OH my GOSH. I started doing dead stop front squats about a month ago to help with getting out of the hole on regular front squats. For context, I do one leg day with dead stops, and for my second leg day I would do traditional front squats. I’ve made progress on the dead stops themselves, but I feel like they’re not helping with improving my front squat, as I intended them to. I don’t know if I’m going too heavy too soon or what, but my front squat strength has gone DOWN ever since starting these. If anything, I’m having a harder time getting out of the hole. For instance, about a month ago I was able to hit 5x5 on traditional front squats. The next week, I could only do 3-4 reps for those sets. Today, I got 2-3 max. So I feel like a depressed piece of shit who’s going down a rabbit hole of losing my progress.
I have a guess that it might be because dead stops eliminate the stretch reflex that you get on traditional squats. I feel as if I’m getting too used to eliminating the “stretch reflex” by doing dead stops, which I presume has thus translated to a poor/weakened stretch reflex on regular front squats. I’ve noticed this weakness on leg press as well. All of my other lower body lifts are fine - hamstring curls, Bulgarians (although these too are a squat variation), leg extension, hip thrusts, hip abduction/adduction.
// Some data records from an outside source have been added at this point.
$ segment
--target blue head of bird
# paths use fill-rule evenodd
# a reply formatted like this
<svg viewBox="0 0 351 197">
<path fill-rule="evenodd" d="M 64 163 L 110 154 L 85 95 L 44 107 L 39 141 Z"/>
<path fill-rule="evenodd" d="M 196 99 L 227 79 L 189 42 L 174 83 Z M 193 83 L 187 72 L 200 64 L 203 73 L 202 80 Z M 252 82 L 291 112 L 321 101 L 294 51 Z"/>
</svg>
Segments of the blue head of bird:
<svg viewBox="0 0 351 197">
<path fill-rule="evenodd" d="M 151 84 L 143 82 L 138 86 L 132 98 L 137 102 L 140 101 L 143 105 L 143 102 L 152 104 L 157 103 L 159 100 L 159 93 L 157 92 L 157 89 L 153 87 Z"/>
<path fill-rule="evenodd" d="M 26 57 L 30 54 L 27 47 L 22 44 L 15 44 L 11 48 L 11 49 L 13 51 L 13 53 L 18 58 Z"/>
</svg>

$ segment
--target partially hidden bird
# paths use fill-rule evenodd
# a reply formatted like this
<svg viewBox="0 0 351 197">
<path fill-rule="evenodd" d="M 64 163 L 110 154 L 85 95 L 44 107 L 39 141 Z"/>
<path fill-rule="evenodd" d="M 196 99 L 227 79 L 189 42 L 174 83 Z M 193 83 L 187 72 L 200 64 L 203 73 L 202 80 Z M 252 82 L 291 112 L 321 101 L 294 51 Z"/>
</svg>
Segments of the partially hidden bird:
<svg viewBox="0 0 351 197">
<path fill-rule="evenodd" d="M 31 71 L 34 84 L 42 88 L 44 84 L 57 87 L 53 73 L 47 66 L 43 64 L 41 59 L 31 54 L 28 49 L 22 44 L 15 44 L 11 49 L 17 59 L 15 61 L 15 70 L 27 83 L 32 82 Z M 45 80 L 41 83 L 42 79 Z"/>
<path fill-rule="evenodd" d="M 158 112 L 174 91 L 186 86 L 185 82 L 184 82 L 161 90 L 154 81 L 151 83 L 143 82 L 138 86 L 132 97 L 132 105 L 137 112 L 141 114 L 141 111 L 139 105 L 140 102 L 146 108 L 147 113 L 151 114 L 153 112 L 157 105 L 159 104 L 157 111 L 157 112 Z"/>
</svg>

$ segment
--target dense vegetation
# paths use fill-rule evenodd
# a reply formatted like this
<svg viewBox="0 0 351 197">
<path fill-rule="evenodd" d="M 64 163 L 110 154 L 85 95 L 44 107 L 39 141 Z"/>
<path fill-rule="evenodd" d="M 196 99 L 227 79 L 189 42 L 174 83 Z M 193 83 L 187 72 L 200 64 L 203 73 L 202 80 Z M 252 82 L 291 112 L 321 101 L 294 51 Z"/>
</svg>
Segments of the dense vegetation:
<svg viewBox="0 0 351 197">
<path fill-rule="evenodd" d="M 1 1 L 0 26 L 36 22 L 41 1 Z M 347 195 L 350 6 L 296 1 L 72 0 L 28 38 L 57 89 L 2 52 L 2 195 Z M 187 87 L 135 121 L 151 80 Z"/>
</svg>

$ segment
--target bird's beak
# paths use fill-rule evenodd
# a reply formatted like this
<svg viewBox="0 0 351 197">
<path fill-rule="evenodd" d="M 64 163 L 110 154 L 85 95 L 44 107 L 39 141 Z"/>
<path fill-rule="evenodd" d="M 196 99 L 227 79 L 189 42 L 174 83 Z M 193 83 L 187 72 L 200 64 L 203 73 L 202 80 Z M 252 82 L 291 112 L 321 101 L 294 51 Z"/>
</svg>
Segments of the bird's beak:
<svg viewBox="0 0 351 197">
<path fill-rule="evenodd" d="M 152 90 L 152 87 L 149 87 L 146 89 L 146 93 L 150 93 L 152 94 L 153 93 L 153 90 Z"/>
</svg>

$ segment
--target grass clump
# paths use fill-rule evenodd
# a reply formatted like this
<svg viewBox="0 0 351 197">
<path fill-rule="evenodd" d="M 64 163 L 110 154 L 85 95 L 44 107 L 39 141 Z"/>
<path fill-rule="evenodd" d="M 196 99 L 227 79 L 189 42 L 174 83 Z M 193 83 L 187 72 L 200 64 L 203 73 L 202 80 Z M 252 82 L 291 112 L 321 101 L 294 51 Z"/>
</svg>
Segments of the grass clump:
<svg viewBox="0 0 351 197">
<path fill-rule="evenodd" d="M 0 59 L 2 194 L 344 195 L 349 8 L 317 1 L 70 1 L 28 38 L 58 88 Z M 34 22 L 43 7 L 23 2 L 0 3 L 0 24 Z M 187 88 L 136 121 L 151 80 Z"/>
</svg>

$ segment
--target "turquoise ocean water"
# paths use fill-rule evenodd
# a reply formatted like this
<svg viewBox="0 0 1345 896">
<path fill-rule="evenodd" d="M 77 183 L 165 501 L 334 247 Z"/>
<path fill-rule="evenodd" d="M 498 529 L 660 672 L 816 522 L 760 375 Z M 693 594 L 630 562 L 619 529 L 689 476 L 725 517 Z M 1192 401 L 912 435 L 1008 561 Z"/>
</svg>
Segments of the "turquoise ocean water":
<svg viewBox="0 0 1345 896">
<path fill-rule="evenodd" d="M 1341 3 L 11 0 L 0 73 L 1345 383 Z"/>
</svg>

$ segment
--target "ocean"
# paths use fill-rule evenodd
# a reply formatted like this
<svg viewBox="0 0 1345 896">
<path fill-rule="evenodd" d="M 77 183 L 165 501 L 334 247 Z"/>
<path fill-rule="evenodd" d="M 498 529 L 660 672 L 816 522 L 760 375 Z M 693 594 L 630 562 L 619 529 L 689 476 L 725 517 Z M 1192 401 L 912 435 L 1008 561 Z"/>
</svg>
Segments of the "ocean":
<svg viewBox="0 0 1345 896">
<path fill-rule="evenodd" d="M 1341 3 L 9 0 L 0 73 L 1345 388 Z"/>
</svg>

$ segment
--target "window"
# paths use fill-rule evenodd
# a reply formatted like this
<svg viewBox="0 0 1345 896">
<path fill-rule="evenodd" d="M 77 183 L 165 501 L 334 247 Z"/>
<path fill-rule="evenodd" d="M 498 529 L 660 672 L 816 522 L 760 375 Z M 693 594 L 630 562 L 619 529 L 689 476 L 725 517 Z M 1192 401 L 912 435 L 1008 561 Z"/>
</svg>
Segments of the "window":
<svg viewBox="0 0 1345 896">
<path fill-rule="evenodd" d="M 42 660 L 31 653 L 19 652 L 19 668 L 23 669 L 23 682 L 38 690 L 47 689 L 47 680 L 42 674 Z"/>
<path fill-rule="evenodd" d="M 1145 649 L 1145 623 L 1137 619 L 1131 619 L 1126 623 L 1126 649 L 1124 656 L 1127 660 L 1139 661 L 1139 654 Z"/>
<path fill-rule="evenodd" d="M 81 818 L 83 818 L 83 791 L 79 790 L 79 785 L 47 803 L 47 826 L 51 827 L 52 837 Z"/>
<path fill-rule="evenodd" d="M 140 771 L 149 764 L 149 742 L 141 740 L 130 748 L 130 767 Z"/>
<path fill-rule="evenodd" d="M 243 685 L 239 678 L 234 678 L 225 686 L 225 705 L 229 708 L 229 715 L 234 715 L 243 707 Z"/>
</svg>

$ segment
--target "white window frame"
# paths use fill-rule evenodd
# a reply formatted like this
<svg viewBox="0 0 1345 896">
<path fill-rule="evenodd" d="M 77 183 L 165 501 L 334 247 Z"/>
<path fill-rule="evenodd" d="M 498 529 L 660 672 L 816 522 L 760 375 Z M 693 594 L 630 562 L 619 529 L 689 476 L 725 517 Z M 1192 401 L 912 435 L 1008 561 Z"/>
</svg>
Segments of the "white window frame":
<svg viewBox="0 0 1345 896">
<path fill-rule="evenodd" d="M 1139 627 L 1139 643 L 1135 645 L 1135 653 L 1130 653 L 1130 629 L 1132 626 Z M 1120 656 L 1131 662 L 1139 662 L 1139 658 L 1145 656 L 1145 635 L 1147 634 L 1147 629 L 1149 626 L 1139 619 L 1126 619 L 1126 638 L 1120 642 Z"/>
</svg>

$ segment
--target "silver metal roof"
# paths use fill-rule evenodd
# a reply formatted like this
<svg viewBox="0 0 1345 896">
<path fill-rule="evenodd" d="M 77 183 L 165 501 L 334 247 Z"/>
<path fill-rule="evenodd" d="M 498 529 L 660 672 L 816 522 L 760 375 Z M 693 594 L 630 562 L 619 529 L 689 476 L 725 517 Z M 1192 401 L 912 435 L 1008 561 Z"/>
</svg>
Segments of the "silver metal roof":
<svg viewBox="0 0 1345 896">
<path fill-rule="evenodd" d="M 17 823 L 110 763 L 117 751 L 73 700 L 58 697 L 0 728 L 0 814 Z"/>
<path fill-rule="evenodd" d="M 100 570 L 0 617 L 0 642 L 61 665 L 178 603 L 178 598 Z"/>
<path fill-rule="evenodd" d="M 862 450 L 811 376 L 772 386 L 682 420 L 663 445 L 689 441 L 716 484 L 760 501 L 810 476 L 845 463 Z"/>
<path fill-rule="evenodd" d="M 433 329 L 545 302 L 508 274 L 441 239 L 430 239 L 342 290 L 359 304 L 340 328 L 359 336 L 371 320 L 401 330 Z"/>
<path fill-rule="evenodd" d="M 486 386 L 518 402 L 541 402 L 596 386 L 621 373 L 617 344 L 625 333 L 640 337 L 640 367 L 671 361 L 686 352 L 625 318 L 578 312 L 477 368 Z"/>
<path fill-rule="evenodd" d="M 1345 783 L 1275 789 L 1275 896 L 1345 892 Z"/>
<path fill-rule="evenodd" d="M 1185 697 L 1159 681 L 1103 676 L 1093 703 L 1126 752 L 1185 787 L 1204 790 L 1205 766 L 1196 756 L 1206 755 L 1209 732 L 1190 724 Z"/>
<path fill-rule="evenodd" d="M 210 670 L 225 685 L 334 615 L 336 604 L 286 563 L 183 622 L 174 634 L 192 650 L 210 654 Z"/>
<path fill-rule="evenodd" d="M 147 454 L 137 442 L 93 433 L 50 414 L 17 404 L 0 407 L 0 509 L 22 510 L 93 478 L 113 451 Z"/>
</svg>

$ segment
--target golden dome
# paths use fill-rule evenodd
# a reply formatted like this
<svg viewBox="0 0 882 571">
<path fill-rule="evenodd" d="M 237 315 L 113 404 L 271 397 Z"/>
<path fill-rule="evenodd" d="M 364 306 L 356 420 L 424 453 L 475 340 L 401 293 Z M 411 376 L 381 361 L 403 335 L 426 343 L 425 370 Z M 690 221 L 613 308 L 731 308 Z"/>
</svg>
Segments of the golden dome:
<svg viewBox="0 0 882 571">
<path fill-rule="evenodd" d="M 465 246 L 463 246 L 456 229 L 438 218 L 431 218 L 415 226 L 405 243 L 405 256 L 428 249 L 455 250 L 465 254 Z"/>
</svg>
I’m wondering if anyone has any thoughts on this or how to proceed from here. I do like dead stops themselves, but for the purpose of improving my other lifts, I feel like they’re causing more harm than good. I’ve been keeping all other variables CONSTANT.
In that case it is time for a controlled program and analysis.
IMO, return to your “successful” program and run it for 4 to 8 weeks and track your big lifts looking only at your strength doing them. You need to eliminate a systemic biological problem.
I would think that you will recover all of your strength numbers in a month. If you do, maybe add back your stop squats after regular squats, to keep your primary training on accessing full access to stretch reflex assistance..
Basically what you’re saying. You’ve been practicing these dead stop lifts. I’ll imagine you’re relaxing a bit in the dead position, so you’re not keeping your tight body position, muscle tension, etc. Since that’s what you’ve practiced, that’s what your body wants to do when you get back under the full lift. When you release that tension at the bottom, you’re not as strong.
Similar to what @RT_Nomad said, I don’t think you’ve lost huge amounts of muscle/ real strength - you just need that frequent practice with what was working.
Ohh, that makes sense. But just to clarify: once I get into that dead position, I relax a little too much and am getting rid of all the tension that I would need in a traditional front squat. So what I should do on dead stops is to maintain all tension throughout the lift, even when I’m at the way bottom of the lift and the bars are on the safety rack.
If that’s correct, then that does make sense. Looking back at my dead stop work and remembering how it feels, I did pretty much get rid of all tension at the bottom. Not intentionally, but now I know!
Yep. Same page as @RT_Nomad. Go back to what was working, get settled, then add one thing in at a time and assess. You seem dialed in enough that you’ll be able to really control a variable at a time!